IN MEADE, RIGHT before lunchtime, a sputtering, red-faced Mayor Hasbro called the city engineer into his office and commenced to chewing his ass out about Jasper Cone. In the past week, four more women had accused him of trespassing on their property without good reason and spying on them. And as Hasbro pointed out, what if the idiot went off his rocker and actually laid his hands on someone? Now that their complaints were on record, if they were ignored, even a friendly pat on the ass might bankrupt the city in a lawsuit. “I don’t give a damn how much good you say he’s doing,” he told the engineer. “You tell him to back off.”

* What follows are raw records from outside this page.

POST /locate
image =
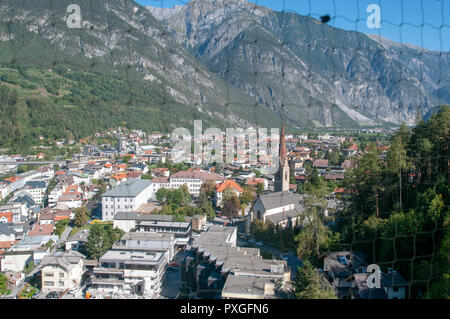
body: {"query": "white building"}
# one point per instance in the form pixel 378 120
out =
pixel 37 190
pixel 136 264
pixel 54 196
pixel 125 197
pixel 62 271
pixel 193 180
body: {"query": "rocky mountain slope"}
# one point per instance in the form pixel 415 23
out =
pixel 308 71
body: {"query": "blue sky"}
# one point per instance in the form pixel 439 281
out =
pixel 425 23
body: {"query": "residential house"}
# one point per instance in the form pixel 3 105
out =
pixel 338 266
pixel 62 271
pixel 36 188
pixel 136 264
pixel 216 268
pixel 125 197
pixel 230 185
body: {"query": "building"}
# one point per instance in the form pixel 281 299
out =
pixel 62 271
pixel 282 175
pixel 339 266
pixel 135 265
pixel 77 240
pixel 227 185
pixel 193 179
pixel 125 197
pixel 280 208
pixel 216 268
pixel 36 190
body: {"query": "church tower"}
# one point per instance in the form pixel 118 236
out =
pixel 282 176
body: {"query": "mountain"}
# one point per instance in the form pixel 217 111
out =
pixel 229 63
pixel 307 71
pixel 121 62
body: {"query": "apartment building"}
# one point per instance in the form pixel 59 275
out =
pixel 193 180
pixel 135 265
pixel 62 271
pixel 125 197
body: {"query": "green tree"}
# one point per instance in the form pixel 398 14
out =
pixel 81 216
pixel 309 284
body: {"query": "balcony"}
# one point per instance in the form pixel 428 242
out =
pixel 98 270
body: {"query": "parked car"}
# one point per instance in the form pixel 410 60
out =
pixel 74 290
pixel 34 296
pixel 52 295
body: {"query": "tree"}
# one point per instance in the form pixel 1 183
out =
pixel 101 238
pixel 259 188
pixel 397 161
pixel 309 284
pixel 81 216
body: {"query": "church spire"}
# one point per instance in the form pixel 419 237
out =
pixel 283 151
pixel 282 176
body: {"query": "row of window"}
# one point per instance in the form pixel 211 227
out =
pixel 118 206
pixel 118 199
pixel 50 274
pixel 52 283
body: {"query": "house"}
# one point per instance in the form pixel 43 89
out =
pixel 135 264
pixel 14 279
pixel 7 236
pixel 216 268
pixel 6 217
pixel 280 208
pixel 227 185
pixel 338 266
pixel 193 179
pixel 77 240
pixel 255 181
pixel 394 284
pixel 61 271
pixel 125 197
pixel 320 163
pixel 41 230
pixel 15 260
pixel 37 190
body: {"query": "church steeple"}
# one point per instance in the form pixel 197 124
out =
pixel 282 176
pixel 283 151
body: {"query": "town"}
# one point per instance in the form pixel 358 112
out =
pixel 124 220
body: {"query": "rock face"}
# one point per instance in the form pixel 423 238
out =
pixel 307 71
pixel 127 38
pixel 232 61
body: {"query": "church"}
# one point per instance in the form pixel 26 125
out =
pixel 280 207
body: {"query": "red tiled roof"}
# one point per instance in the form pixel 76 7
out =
pixel 320 162
pixel 8 216
pixel 41 230
pixel 199 175
pixel 228 184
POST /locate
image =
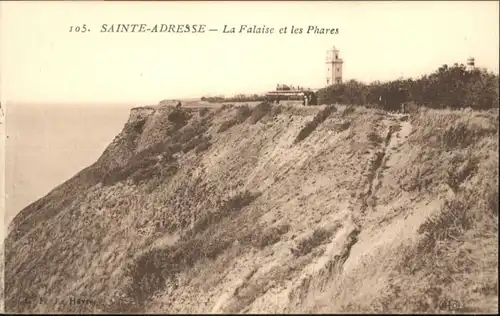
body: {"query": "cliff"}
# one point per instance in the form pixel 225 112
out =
pixel 269 209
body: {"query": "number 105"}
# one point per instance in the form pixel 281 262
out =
pixel 80 29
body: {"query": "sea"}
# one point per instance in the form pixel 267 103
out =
pixel 46 145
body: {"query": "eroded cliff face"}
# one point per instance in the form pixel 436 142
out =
pixel 269 209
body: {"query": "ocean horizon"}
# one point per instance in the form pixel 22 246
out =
pixel 46 145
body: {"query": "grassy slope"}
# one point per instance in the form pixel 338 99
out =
pixel 239 210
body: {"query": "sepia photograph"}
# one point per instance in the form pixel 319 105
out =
pixel 249 157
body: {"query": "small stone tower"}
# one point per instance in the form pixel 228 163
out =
pixel 471 64
pixel 333 67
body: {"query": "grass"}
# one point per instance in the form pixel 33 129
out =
pixel 150 271
pixel 452 254
pixel 259 111
pixel 320 117
pixel 319 237
pixel 242 113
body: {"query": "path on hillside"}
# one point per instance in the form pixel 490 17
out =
pixel 398 129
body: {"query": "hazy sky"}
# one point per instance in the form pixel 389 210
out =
pixel 41 61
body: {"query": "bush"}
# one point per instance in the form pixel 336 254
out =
pixel 242 113
pixel 179 117
pixel 318 119
pixel 204 145
pixel 319 237
pixel 259 112
pixel 448 87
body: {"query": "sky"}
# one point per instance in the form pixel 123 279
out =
pixel 41 61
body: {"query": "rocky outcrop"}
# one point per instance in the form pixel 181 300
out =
pixel 228 210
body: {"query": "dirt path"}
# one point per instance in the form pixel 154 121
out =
pixel 398 129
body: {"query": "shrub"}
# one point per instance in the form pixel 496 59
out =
pixel 260 111
pixel 320 236
pixel 318 119
pixel 204 111
pixel 452 87
pixel 270 236
pixel 242 113
pixel 204 145
pixel 179 117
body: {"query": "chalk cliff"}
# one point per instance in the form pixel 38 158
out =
pixel 269 209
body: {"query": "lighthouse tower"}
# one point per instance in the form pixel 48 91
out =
pixel 333 67
pixel 471 63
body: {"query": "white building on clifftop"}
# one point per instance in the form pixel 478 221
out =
pixel 333 67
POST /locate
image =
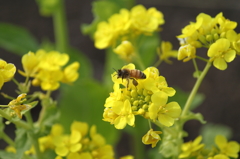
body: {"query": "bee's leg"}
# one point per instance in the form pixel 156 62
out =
pixel 135 83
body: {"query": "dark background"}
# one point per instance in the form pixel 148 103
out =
pixel 221 88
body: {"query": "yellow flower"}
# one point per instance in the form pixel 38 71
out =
pixel 125 50
pixel 17 105
pixel 225 24
pixel 230 149
pixel 46 69
pixel 153 12
pixel 7 71
pixel 125 115
pixel 128 99
pixel 165 52
pixel 30 63
pixel 191 148
pixel 165 113
pixel 97 139
pixel 70 73
pixel 66 144
pixel 186 53
pixel 49 80
pixel 221 53
pixel 82 127
pixel 152 137
pixel 206 30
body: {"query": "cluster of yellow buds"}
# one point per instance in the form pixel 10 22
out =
pixel 81 143
pixel 46 69
pixel 148 98
pixel 215 33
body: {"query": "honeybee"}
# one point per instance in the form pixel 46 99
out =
pixel 130 74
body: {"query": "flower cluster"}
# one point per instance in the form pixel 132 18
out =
pixel 17 105
pixel 146 97
pixel 81 143
pixel 217 34
pixel 165 52
pixel 222 150
pixel 137 21
pixel 7 71
pixel 46 69
pixel 126 26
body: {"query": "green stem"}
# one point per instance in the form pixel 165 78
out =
pixel 196 67
pixel 6 138
pixel 35 144
pixel 138 146
pixel 60 28
pixel 19 123
pixel 195 89
pixel 149 123
pixel 29 118
pixel 41 116
pixel 139 61
pixel 158 63
pixel 4 106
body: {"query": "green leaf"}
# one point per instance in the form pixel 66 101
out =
pixel 16 39
pixel 210 131
pixel 22 141
pixel 100 14
pixel 147 46
pixel 52 113
pixel 85 102
pixel 7 155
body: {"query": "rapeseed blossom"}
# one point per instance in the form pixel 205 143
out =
pixel 17 105
pixel 215 33
pixel 47 69
pixel 125 50
pixel 127 24
pixel 191 148
pixel 165 52
pixel 152 137
pixel 80 143
pixel 7 71
pixel 148 99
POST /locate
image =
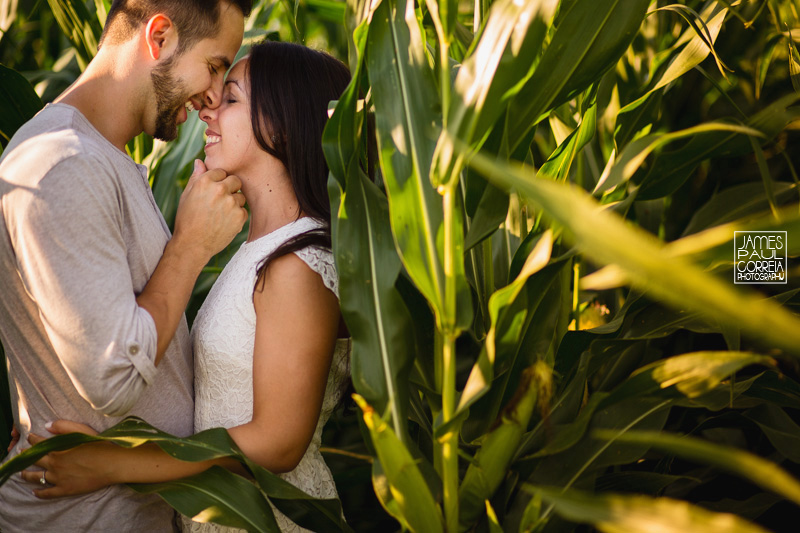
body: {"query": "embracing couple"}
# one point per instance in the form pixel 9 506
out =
pixel 93 286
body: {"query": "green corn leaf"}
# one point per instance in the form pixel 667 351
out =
pixel 171 164
pixel 327 10
pixel 558 165
pixel 762 472
pixel 410 499
pixel 492 74
pixel 18 103
pixel 794 64
pixel 606 239
pixel 637 151
pixel 779 428
pixel 763 63
pixel 378 320
pixel 490 464
pixel 81 29
pixel 214 443
pixel 691 375
pixel 700 44
pixel 407 127
pixel 672 168
pixel 217 495
pixel 570 65
pixel 740 202
pixel 505 317
pixel 618 513
pixel 377 317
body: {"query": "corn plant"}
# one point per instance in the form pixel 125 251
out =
pixel 534 211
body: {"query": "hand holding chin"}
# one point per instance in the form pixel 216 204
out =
pixel 211 210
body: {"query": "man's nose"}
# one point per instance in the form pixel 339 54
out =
pixel 207 114
pixel 212 97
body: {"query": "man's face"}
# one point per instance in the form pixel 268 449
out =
pixel 195 77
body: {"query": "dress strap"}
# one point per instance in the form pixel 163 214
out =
pixel 321 261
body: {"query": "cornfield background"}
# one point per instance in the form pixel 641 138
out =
pixel 536 261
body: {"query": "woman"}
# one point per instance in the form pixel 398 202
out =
pixel 269 339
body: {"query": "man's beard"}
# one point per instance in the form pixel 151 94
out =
pixel 171 97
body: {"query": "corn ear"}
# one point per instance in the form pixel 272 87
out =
pixel 490 464
pixel 412 503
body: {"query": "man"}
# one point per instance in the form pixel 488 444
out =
pixel 92 288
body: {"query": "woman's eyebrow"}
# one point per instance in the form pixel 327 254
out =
pixel 223 60
pixel 235 82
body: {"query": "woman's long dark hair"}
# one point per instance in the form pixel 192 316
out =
pixel 290 88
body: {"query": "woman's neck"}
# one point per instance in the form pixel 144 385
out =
pixel 272 202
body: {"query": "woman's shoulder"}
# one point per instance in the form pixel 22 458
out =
pixel 320 260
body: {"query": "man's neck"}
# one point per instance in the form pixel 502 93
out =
pixel 109 97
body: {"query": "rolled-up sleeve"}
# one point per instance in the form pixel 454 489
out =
pixel 72 258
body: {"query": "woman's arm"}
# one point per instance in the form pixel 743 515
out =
pixel 297 319
pixel 90 467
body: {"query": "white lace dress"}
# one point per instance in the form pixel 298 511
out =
pixel 223 337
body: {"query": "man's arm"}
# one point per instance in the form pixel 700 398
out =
pixel 73 260
pixel 210 214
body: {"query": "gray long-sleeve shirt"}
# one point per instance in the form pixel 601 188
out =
pixel 80 235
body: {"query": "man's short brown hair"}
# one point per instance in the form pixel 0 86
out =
pixel 194 20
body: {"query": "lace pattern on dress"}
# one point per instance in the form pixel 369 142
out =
pixel 224 336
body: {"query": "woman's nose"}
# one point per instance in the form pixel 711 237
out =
pixel 207 114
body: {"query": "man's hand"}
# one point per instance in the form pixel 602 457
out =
pixel 210 211
pixel 80 470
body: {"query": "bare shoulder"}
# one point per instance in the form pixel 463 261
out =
pixel 289 279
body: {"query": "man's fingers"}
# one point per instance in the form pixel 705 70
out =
pixel 199 168
pixel 232 183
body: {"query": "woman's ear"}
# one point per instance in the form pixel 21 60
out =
pixel 160 36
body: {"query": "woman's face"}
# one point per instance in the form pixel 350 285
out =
pixel 230 143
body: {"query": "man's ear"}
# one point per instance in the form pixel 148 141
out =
pixel 160 36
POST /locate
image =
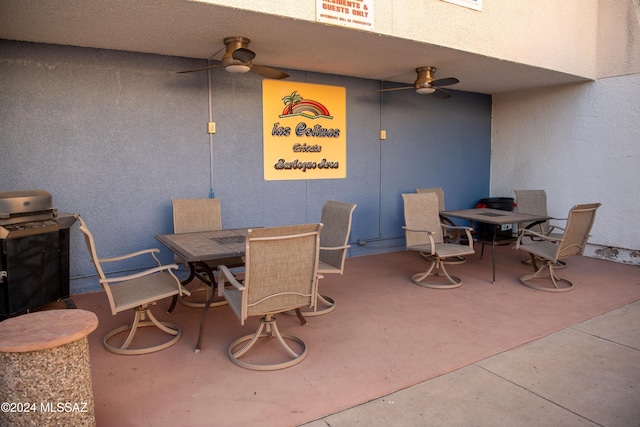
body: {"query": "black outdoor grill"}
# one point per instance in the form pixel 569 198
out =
pixel 34 263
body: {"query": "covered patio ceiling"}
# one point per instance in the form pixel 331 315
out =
pixel 196 30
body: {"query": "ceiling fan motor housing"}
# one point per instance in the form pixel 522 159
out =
pixel 229 62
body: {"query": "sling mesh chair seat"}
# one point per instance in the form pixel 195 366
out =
pixel 193 216
pixel 535 202
pixel 548 250
pixel 336 219
pixel 450 235
pixel 281 274
pixel 423 233
pixel 138 292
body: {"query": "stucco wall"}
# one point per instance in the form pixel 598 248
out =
pixel 114 136
pixel 581 144
pixel 519 31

Although Rawlings had never seen the mayor get so upset or vocal about anything before, he had a hard time believing that the meek and hardworking Jasper could be guilty of such acts, at least not intentionally. He immediately suspected that Sandy Saunders, the sneaky little sonofabitch, was somehow behind the accusations, but he kept his mouth shut. Instead, he returned to his own office to mull the situation over. Not only had the city councilman been a pain in his ass ever since Rawlings had taken over as city engineer, it was common knowledge that he absolutely detested Jasper. Still, he needed proof. Realizing that the best way to get to the bottom of things was to interview the women himself, he was just getting ready to walk back over to the mayor’s office to ask for their names when there was a loud knock on his door and a plump older woman named Mrs. Lenora Trego barged in. Before he had a chance to ask what she wanted, she loudly informed him that while sitting in her outhouse perusing Miss Bernice Bottelby’s new novel, Dreams of Milk and Honey, Jasper Cone had flung the door open on her and attempted to enter. It was the first time the engineer had ever heard anyone actually use the word “perusing” in a sentence, and it threw him off for a second, long enough for her to plop down in the chair across from his desk. Being a retired English teacher, she continued, she might expect such nonsense coming from teenage boys, but from a grown man, and a city employee to boot, that was an entirely different matter. Also, as she stressed at least a dozen times during the hour that he had to put up with her, she was a published author in the Scioto Gazette—from what Rawlings was able to gather, she wrote poems about birds and trees and shit like that—and it was common knowledge that any sort of traumatic incident could potentially stop the flow of the creative juices. Why, she hadn’t written a decent line since he’d busted in on her.